Over the last few years, submeters have become increasingly easier and less expensive to implement, and they will continue to do so as wireless and web-enabled meters advance. Submetering allows you to break down your energy consumption by use or by space, helping you identify where and how energy is being used.
Utilities are the largest controllable expense for building owners. By breaking down buildings by space, you can identify what each tenant is using, and bill them based on their actual consumption, letting you remove utility bill charges from the expense column of your balance sheets. That way, tenants don’t have to over pay, and you don’t get stuck with unexpected expenses. This will actually raise your profit margin and increase your NOI, making the building more marketable.
Transparency will motivate tenants to pay attention and avoid wasting energy. Those who know they’ll pay less if they use less will, indeed, use less. Plus, tenants will be more satisfied knowing that they don’t have to pay their neighbors’ bills.
It’s like splitting the check when you go out to eat. Whoever ordered the $7 salad does not want to pay for their companion’s $30 steak and $14 glass of wine. Submetering provides people with the ability to pay for what they consume.
If a particular building is at 80% occupancy, and you use a gross tenant billing mechanism, then you as the building owner are responsible to pay for 20% of the utility bill. However, the 20% of the building that is left empty should not be using nearly as much energy as the occupied spaces. By separated occupied and unoccupied areas through submetering, you can more accurately bill tenants for what they use.

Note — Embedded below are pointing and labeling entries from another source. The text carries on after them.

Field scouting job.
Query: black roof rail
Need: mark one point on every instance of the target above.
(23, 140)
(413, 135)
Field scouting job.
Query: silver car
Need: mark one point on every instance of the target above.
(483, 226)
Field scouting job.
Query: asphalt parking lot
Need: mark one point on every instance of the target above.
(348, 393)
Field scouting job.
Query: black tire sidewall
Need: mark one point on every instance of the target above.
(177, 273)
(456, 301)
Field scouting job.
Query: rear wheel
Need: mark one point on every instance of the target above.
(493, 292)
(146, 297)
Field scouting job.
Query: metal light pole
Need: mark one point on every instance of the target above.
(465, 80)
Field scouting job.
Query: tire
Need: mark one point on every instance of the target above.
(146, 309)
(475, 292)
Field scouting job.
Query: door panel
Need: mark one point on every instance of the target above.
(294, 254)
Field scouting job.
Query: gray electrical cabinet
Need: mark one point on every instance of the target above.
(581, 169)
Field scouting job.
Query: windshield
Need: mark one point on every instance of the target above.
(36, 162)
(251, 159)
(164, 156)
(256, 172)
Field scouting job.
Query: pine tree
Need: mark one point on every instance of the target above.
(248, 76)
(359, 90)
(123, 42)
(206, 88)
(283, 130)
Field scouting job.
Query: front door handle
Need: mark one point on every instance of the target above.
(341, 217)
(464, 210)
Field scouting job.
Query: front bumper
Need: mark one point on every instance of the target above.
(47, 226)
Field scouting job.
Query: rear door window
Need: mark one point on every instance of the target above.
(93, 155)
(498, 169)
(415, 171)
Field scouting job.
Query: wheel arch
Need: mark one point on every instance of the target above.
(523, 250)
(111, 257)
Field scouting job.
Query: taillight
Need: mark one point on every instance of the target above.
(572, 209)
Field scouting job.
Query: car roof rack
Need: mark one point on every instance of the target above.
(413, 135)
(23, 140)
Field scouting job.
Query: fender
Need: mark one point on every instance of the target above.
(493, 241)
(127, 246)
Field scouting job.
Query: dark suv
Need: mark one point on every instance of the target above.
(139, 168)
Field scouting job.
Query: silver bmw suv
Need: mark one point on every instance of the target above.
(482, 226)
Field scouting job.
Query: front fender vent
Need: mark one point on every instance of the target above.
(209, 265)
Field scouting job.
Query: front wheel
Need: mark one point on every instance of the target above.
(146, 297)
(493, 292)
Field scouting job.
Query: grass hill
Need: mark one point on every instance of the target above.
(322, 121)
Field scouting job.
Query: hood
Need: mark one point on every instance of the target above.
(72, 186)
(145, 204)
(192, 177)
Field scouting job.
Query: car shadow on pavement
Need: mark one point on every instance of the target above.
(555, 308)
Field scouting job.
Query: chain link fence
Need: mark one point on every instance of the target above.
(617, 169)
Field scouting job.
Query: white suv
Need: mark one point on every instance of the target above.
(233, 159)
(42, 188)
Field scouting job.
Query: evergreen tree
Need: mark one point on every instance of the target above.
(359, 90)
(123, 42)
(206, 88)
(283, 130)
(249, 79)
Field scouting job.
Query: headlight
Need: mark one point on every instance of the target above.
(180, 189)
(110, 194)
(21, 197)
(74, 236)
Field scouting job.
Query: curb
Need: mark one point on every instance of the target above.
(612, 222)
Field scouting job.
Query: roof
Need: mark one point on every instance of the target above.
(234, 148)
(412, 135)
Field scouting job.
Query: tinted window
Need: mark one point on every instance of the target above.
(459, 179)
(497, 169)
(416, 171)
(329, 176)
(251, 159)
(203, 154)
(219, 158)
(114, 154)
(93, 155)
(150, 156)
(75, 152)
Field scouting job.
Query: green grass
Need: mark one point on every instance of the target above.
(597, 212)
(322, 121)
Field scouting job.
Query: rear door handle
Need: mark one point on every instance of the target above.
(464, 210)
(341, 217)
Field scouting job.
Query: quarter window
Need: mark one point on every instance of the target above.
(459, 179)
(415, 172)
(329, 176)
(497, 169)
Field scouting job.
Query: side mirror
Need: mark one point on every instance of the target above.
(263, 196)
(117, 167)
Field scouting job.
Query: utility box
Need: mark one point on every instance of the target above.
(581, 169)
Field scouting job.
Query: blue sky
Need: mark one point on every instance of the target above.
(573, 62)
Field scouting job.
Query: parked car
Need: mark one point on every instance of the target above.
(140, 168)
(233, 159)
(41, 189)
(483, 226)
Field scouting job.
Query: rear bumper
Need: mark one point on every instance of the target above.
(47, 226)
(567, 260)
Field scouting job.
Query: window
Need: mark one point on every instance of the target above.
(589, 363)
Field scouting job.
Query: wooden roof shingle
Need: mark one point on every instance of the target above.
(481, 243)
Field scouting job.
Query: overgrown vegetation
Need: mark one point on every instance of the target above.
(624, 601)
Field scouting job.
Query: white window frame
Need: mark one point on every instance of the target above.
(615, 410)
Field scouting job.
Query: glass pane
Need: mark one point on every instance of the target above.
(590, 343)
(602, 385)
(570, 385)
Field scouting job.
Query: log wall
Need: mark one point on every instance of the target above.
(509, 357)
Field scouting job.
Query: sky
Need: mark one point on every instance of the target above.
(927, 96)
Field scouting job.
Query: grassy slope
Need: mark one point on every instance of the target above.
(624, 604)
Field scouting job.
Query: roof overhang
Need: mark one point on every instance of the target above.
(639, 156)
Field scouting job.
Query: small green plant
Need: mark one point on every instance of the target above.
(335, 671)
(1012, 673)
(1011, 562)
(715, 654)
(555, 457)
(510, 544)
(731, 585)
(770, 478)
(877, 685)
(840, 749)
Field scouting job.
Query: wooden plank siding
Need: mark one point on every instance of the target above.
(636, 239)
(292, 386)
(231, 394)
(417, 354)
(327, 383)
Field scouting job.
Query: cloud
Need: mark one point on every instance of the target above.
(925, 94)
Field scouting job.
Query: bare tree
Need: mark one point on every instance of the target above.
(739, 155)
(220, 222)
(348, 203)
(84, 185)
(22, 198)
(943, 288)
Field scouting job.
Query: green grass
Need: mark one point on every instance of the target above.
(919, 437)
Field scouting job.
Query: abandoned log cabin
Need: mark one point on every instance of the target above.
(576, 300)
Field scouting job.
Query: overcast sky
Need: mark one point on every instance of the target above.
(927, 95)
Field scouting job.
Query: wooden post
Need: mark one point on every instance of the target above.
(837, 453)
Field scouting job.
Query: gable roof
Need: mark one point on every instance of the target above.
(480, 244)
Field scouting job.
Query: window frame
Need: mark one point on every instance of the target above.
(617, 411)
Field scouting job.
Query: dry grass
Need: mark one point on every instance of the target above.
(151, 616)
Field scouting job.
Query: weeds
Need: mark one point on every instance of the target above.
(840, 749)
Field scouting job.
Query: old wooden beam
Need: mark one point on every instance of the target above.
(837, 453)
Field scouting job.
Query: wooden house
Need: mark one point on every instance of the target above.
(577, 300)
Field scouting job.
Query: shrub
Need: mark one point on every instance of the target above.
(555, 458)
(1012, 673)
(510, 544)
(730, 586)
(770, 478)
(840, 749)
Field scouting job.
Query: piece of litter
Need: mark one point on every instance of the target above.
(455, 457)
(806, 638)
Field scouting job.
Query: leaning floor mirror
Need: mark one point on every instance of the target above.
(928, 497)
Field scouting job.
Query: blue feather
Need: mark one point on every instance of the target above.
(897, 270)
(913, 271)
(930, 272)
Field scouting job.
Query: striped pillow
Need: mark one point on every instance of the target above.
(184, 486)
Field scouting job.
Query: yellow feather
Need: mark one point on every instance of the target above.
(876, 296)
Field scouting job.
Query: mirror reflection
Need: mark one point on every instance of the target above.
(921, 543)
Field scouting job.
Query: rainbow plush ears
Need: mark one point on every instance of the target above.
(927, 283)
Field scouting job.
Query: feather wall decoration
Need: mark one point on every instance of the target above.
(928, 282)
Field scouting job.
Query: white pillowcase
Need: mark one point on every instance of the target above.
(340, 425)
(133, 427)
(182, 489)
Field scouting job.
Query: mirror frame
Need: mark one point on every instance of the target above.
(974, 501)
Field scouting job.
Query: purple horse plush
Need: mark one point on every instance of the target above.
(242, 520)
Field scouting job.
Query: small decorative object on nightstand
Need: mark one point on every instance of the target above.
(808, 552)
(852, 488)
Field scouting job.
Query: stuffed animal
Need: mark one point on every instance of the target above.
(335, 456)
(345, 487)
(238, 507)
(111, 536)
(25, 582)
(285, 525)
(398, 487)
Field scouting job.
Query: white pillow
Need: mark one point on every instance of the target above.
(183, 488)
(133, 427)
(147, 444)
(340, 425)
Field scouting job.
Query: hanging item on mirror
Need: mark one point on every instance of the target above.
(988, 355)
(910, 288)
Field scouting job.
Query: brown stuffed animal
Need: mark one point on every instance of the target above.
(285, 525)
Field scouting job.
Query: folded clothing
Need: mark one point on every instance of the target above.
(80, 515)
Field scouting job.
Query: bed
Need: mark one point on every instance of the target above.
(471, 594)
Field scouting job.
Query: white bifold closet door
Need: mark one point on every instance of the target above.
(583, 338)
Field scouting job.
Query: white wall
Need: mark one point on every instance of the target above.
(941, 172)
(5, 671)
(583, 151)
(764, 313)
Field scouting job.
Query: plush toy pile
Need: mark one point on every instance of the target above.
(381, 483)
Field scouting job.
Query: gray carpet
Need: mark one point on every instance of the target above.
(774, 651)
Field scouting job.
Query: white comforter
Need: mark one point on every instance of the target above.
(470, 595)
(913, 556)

Submetering unoccupied spaces will also motivate you to reduce their consumption. By keeping an eye on the behavior of unused spaces, you can make sure that individual heating and cooling units aren’t running, refrigerators and electronics aren’t plugged in. According to a study conducted at The University of Virginia, 38% of building energy use comes from HVAC systems, and 5-15% of building energy waste results from unoccupied spaces being conditioned. You may not be able to “turn off” the unoccupied spaces, but you can certainly make an effort to keep their energy use as close to your building’s baseload as possible.
Submetering will be a great way to reduce consumption and bills, but the process isn’t worth while if you can’t easily bill tenants for what they owe.
Some of your tenant spaces are going to be submetered easier than others. It is quite possible that some of your tenants are already fully submetered (i.e. retail), while others are partially submetered but are still responsible for Common Area Maintenance (CAM) Costs. With streamlined tenant billing you can easily bill two tenants with different methods, based on the information you collect about their consumption.
Streamlined tenant billing starts with automated meter readings so you don’t need to copy each meter number by hand. Then you can set up your invoicing structure to support multiple forms of tenant billing, allowing you to decide who is billed based on submetered data, who is responsible for covering CAM costs, and how to split gross costs for tenants that do not occupy submetered spaces. Once this is set up, you can easily bill your tenants every month, quickly and accurately, making sure you get paid on time.